Thanking ya'll in advance for you helpful input !


----------



## Fishsticks (Jul 24, 2008)

Seems like it mostly has to do with what kind of plants you are wanting to grow. If you want to have a nice looking tank, then watts per gallon makes a big difference. I started low with around 2 wpg and am now looking to move closer to 3-4 to get better growth out of my plants. Its still a work in progress, but the plants are responding well to the added light.


----------



## gheitman (Aug 18, 2007)

It also depends on how much time, effort and money you are willing to put into your tank. If you go the high light route at 3 watts/gallon or more you will need to consider the cost of a pressurized CO2 system. As Fishsticks said, the types of plants you want will determine the amount of light you need. I've got a 29 gallon tank with a 65W CF fixture and it gives me all of the growth that I can handle. Most of my other tanks have even less light.


----------



## xavierj123 (Aug 24, 2008)

What's the CF in the 65 watt fixture mean???


----------



## davemonkey (Mar 29, 2008)

xavierj123 said:


> What's the CF in the 65 watt fixture mean???


CF = Compact Flourescent (as opposed to a normal flourescent bulb you'd find in the typical shop light)

Another thing: K = Kelvin and refers to color temperature. Anywhere from 5500 to 10000 K is good for plants. You just have to decide what color you like better. Avoid "Actinic" light. That's for reef tanks and doesn't do much for plants. 
Then, you have to look at spectrum. Ideally, you want a spectrum that plants can use (the right wave lengths in red and blue), but from what I understand (and I may be wrong) most lights within the 5500-10000 K will have at least SOME of that.
Then, there's PUR and PAR, and that's WAY over my head.

There is a really good in-depth sticky about that in the "Lighting" forum.

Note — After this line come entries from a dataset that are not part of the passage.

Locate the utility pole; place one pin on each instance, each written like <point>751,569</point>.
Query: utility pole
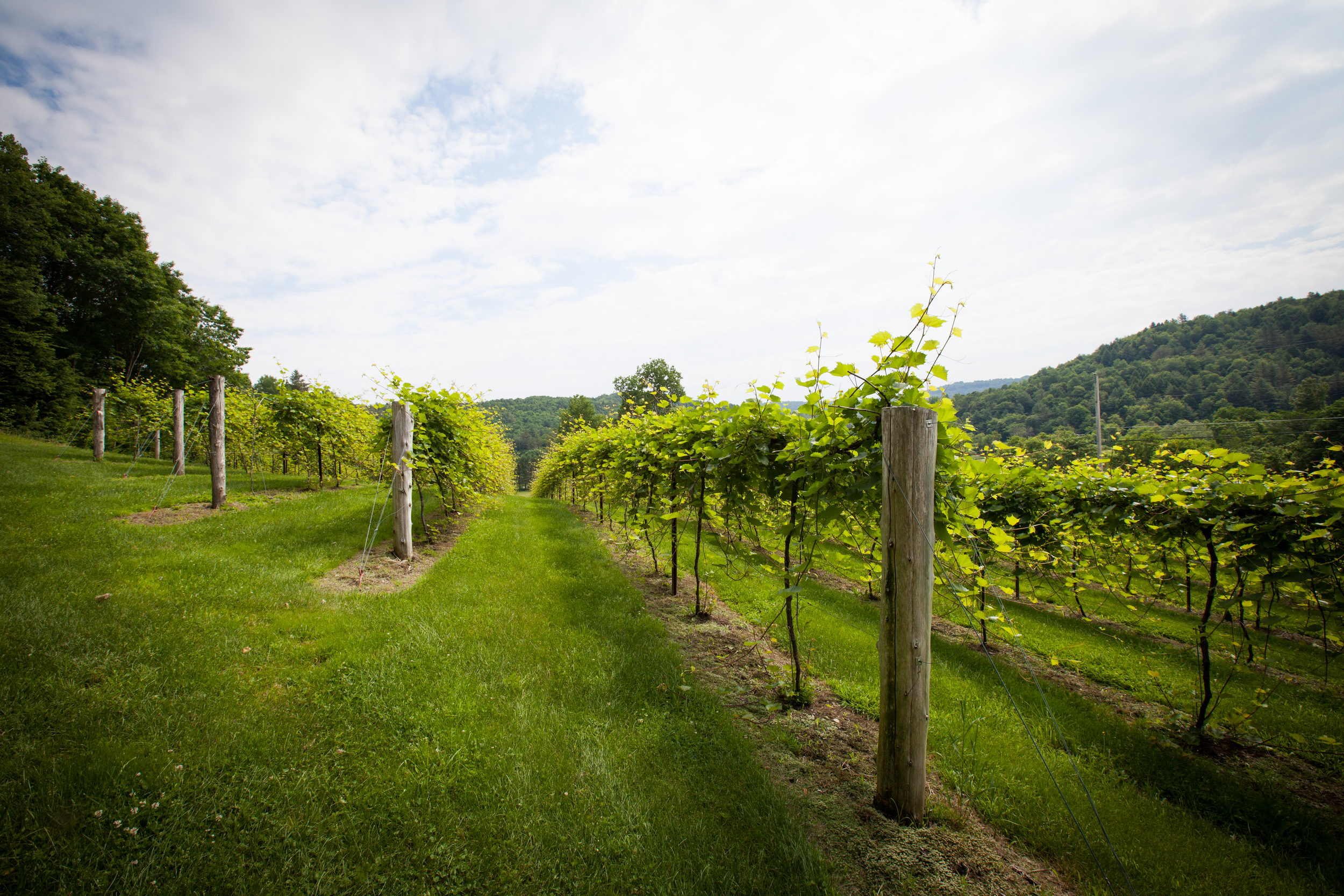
<point>218,483</point>
<point>909,457</point>
<point>98,422</point>
<point>404,428</point>
<point>1097,397</point>
<point>179,447</point>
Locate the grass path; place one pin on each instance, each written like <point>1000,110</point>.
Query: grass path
<point>499,727</point>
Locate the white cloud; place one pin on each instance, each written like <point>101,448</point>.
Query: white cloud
<point>535,198</point>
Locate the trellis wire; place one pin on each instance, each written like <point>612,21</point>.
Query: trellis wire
<point>73,437</point>
<point>1018,709</point>
<point>195,432</point>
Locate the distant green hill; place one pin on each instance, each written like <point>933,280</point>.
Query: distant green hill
<point>1285,355</point>
<point>531,421</point>
<point>961,388</point>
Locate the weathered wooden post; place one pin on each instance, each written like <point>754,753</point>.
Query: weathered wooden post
<point>909,456</point>
<point>98,422</point>
<point>404,426</point>
<point>218,486</point>
<point>179,447</point>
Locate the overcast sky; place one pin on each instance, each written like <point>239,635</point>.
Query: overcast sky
<point>535,198</point>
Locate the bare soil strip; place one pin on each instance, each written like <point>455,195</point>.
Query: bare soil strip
<point>823,758</point>
<point>182,513</point>
<point>385,572</point>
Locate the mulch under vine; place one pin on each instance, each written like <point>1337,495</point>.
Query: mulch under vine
<point>821,758</point>
<point>383,571</point>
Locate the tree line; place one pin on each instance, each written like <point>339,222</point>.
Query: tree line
<point>85,303</point>
<point>1283,356</point>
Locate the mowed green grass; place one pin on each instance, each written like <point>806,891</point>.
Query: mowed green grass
<point>1157,672</point>
<point>511,725</point>
<point>1179,822</point>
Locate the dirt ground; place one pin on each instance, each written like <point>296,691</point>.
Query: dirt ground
<point>382,571</point>
<point>183,513</point>
<point>823,758</point>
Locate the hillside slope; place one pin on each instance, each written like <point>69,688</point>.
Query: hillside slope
<point>1285,355</point>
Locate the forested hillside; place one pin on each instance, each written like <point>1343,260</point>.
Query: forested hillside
<point>84,302</point>
<point>530,422</point>
<point>1285,355</point>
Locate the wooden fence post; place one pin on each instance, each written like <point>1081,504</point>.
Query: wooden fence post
<point>404,426</point>
<point>218,486</point>
<point>909,457</point>
<point>98,422</point>
<point>179,447</point>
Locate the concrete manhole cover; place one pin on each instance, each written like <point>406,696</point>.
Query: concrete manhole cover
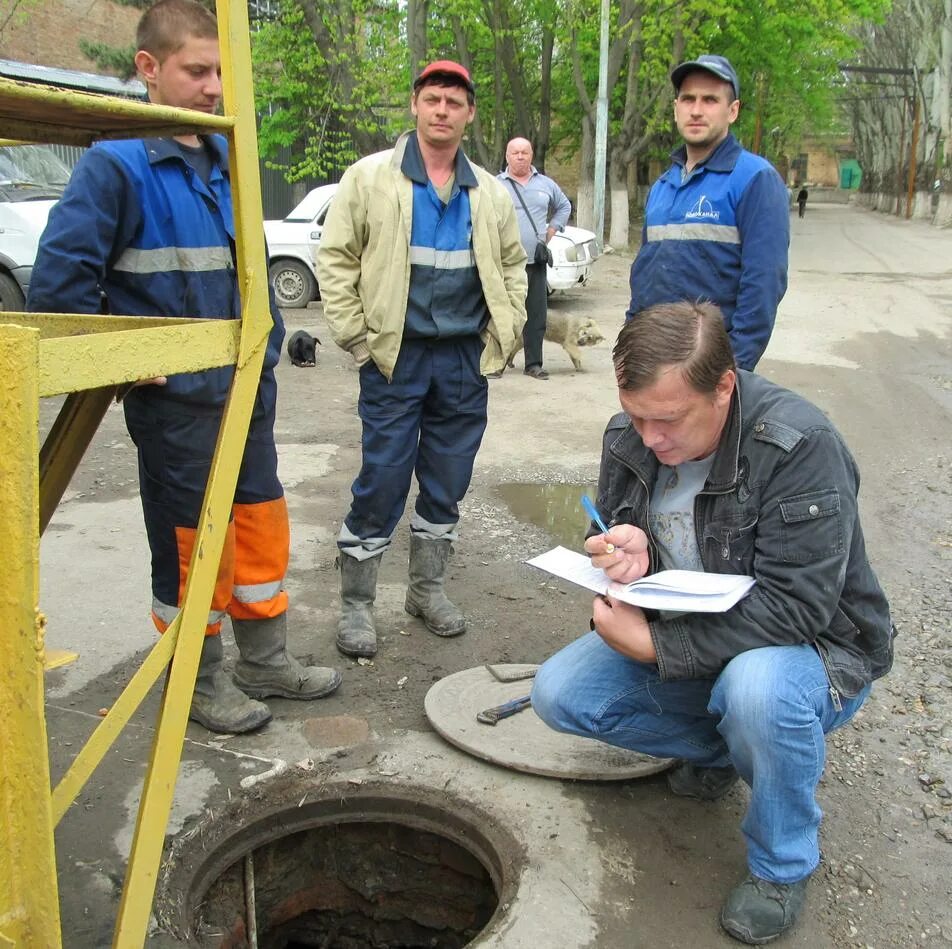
<point>523,741</point>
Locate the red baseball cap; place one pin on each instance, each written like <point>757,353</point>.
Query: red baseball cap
<point>445,67</point>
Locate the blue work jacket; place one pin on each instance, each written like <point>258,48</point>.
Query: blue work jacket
<point>721,235</point>
<point>137,231</point>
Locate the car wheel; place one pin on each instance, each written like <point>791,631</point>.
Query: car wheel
<point>11,296</point>
<point>294,285</point>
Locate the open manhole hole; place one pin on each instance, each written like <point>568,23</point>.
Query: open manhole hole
<point>394,869</point>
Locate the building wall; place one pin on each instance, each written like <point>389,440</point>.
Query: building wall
<point>47,32</point>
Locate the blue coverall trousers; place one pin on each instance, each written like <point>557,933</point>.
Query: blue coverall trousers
<point>428,420</point>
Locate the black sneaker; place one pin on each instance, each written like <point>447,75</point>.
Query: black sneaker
<point>758,910</point>
<point>537,372</point>
<point>703,784</point>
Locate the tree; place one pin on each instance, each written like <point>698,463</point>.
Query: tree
<point>325,73</point>
<point>915,40</point>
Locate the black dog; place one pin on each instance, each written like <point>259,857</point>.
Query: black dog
<point>302,349</point>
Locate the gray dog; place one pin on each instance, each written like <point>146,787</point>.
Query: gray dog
<point>571,332</point>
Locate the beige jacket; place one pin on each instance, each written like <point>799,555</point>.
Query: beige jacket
<point>363,261</point>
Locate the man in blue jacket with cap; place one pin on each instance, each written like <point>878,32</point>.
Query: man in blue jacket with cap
<point>717,222</point>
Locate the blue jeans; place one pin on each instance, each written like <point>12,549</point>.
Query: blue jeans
<point>766,714</point>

In case you're curious, I have a 48" tank and use 2 "dual daylight" bulbs (mix of 6700 K and 10000 K). The fixture is 130 Watts (65 for each bulb).


----------



## OhioPlantedtankguy (Aug 7, 2008)

davemonkey said:


> Avoid "Actinic" light. That's for reef tanks and doesn't do much for plants.
> Then, you have to look at spectrum. Ideally, you want a spectrum that plants can use (the right wave lengths in red and blue), but from what I understand (and I may be wrong) most lights within the 5500-10000 K will have at least SOME of that.

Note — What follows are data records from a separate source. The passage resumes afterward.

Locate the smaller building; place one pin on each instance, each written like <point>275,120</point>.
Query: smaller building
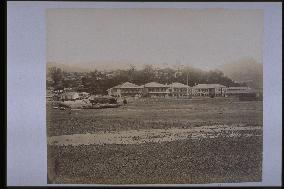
<point>154,89</point>
<point>83,95</point>
<point>209,90</point>
<point>237,91</point>
<point>69,96</point>
<point>125,89</point>
<point>179,90</point>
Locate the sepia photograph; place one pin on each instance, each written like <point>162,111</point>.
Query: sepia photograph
<point>154,95</point>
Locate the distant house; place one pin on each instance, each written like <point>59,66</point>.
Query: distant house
<point>237,91</point>
<point>69,96</point>
<point>209,90</point>
<point>154,89</point>
<point>179,90</point>
<point>125,89</point>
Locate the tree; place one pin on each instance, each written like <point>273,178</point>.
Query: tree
<point>56,75</point>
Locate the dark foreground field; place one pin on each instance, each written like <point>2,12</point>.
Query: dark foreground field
<point>205,160</point>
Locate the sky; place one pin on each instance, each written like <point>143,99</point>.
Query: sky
<point>117,37</point>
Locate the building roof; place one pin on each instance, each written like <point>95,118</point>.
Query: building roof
<point>126,85</point>
<point>69,93</point>
<point>209,86</point>
<point>154,84</point>
<point>238,88</point>
<point>178,85</point>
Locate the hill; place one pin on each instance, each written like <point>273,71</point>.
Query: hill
<point>245,70</point>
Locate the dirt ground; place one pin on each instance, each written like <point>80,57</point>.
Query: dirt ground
<point>156,159</point>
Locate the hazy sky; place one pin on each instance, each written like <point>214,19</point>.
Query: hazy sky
<point>201,38</point>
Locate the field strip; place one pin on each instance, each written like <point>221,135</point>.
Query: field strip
<point>154,135</point>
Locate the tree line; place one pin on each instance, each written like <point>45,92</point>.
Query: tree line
<point>97,82</point>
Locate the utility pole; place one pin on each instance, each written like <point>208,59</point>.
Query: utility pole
<point>187,85</point>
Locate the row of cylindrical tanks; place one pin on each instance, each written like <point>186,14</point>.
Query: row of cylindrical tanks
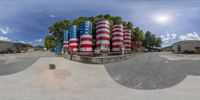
<point>121,37</point>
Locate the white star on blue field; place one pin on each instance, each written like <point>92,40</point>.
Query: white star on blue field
<point>28,20</point>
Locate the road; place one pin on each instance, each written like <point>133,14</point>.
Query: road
<point>13,63</point>
<point>118,81</point>
<point>154,70</point>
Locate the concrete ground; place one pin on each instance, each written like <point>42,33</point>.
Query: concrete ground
<point>78,81</point>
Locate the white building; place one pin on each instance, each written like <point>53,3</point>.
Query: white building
<point>187,46</point>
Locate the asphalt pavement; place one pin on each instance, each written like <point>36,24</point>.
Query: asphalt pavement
<point>151,71</point>
<point>13,63</point>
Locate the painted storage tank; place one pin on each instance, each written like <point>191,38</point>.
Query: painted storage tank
<point>127,39</point>
<point>102,34</point>
<point>117,37</point>
<point>66,39</point>
<point>73,41</point>
<point>86,38</point>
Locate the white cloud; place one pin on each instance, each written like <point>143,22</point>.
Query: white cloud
<point>168,36</point>
<point>190,36</point>
<point>4,30</point>
<point>38,40</point>
<point>52,16</point>
<point>4,38</point>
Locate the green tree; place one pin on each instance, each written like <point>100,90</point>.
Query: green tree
<point>146,41</point>
<point>137,34</point>
<point>49,42</point>
<point>158,42</point>
<point>58,28</point>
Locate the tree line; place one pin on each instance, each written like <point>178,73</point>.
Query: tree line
<point>58,28</point>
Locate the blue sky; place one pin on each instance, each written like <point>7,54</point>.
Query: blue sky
<point>28,20</point>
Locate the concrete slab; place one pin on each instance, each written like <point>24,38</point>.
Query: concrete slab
<point>78,81</point>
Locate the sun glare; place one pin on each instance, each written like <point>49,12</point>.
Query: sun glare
<point>163,19</point>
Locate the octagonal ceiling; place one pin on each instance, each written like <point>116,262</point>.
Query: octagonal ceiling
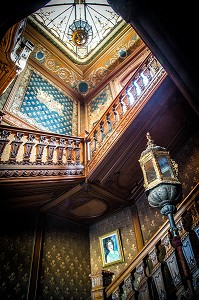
<point>79,28</point>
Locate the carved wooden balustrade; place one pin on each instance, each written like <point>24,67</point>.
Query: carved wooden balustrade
<point>28,153</point>
<point>124,109</point>
<point>155,273</point>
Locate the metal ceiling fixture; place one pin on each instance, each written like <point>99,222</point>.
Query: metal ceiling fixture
<point>79,25</point>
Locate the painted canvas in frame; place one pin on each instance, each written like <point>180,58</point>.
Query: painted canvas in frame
<point>111,248</point>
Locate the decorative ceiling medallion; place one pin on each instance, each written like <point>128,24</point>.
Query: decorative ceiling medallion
<point>80,33</point>
<point>79,28</point>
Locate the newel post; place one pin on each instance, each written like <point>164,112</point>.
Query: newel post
<point>100,281</point>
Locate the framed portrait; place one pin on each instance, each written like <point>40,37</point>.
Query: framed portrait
<point>111,248</point>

This is a bit confusing, you say avoid Actinic light but if you look at the spectrum chart plants use 420nm light the most effectively which btw is what most Actinic bulbs are,Pure Blue Light.










If this chart is right plants should in theory grow the best under Pure Actinic and Red Spectrum Lights, But i have yet to find a place that sells Pure red light spectrum bulbs.

By the chart, the ideal bulbs would be 400 to 420nm and 620 to 675nm in combination. The 420nm bulbs are easy to find, Pure actinic bulbs but has anyone ever seen 620 to 675nm bulbs?

Mind you all this is assuming that the chart is right, which it was giving to me on another forum in a thread i posted so im not sure on the validity of it.


----------



## davemonkey (Mar 29, 2008)

Hmm, the actinics I had were 460nm (SmartPaq PC). Maybe it's defferent for different bulb brands?


----------



## OhioPlantedtankguy (Aug 7, 2008)

davemonkey said:


> Hmm, the actinics I had were 460nm (SmartPaq PC). Maybe it's defferent for different bulb brands?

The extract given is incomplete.